そのあとはリタイアと挑戦を繰り返すカップルたちとボルダリングで対決する人たちなんかを見て楽しんで、自分たちも挑戦した結果景品をもらうことができて学園祭を満喫することができた。

励まされた。

高藪くんって本当に良い人だなあ。



「結香子、結香子」


そんな彼の想い人がひとりきりになったのは後夜祭が始まった頃だった。

わたしと違い友達が多い子だから全然ひとりにならなくてどうしようかと思っちゃったよ。

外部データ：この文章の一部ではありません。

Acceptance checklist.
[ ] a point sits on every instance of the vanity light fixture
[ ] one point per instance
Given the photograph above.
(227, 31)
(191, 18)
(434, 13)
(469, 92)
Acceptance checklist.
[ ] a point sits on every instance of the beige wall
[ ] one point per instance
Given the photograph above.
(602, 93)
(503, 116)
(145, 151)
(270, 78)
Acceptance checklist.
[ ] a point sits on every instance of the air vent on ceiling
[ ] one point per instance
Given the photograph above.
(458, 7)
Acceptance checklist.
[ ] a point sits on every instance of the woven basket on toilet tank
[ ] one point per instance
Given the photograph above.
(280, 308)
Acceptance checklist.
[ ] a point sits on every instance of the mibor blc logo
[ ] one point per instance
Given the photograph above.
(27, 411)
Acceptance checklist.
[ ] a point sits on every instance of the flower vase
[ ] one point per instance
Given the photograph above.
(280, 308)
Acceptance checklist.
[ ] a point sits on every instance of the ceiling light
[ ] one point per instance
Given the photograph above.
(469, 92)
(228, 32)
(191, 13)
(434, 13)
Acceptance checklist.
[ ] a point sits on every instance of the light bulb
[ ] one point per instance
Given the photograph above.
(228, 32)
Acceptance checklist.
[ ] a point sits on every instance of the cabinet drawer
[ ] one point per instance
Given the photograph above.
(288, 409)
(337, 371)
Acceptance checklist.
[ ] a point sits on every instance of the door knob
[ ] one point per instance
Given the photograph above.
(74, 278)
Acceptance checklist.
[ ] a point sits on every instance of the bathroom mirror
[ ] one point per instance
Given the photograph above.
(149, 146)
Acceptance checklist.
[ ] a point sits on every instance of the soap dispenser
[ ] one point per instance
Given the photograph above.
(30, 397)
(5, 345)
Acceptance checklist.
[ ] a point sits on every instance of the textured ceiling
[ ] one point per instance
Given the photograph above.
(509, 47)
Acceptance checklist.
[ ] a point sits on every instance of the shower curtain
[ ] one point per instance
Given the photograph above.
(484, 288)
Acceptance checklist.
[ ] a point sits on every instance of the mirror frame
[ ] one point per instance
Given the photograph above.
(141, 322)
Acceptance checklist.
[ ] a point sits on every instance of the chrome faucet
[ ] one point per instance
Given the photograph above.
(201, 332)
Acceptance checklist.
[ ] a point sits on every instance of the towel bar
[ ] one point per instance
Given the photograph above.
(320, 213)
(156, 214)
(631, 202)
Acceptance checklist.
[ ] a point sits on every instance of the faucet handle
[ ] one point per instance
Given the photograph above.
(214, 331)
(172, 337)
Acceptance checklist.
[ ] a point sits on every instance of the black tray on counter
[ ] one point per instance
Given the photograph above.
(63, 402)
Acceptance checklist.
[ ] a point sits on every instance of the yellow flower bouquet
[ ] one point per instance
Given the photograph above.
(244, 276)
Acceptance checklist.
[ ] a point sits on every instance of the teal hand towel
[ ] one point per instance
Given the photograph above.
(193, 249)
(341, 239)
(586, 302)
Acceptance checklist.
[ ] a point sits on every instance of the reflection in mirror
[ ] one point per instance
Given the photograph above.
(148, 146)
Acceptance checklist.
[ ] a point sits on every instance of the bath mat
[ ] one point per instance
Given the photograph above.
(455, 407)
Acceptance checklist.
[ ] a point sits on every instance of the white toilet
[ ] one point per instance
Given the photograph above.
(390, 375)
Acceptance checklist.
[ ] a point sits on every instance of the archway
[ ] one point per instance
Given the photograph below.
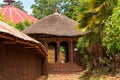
(52, 52)
(64, 52)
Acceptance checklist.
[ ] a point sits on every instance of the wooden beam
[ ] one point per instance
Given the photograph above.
(29, 47)
(9, 42)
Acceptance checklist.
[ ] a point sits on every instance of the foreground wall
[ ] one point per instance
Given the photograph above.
(19, 63)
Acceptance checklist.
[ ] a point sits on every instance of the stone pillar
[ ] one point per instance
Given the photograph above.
(58, 54)
(71, 55)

こっそり呼びかけるとぱあっと明るい表情でわたしの名前を呼び返してくれた。


「昨日はありがとうね。晴臣先輩と話す機会を作ってもらえて、助かったよ」

「よかった。突然でごめんね」

「ううん。…あと、わたしも結香子に憧れてるよ。いつも周りに人がいて、控えめだけど頭も良くて優しくてさ。話しかけてもらえてうれしかった」


素直に伝えると首を横に振る。


「私は優柔不断なだけだよ。八方美人だってよく言われる。そんな私にとって自分の意思がある陽花里はいつもかっこいい存在だったから、役に立てたならうれしい」


相変わらず控えめ。

だからこそ言葉が本心だって伝わってくる。


「これからも応援させて」

「…ありがとう。どうなるかわからないし、あきらめようって思ってるけど、味方がいてくれるならうれしい」


だからわたしも本心を話していた。

それはどこまでも自分本意だった。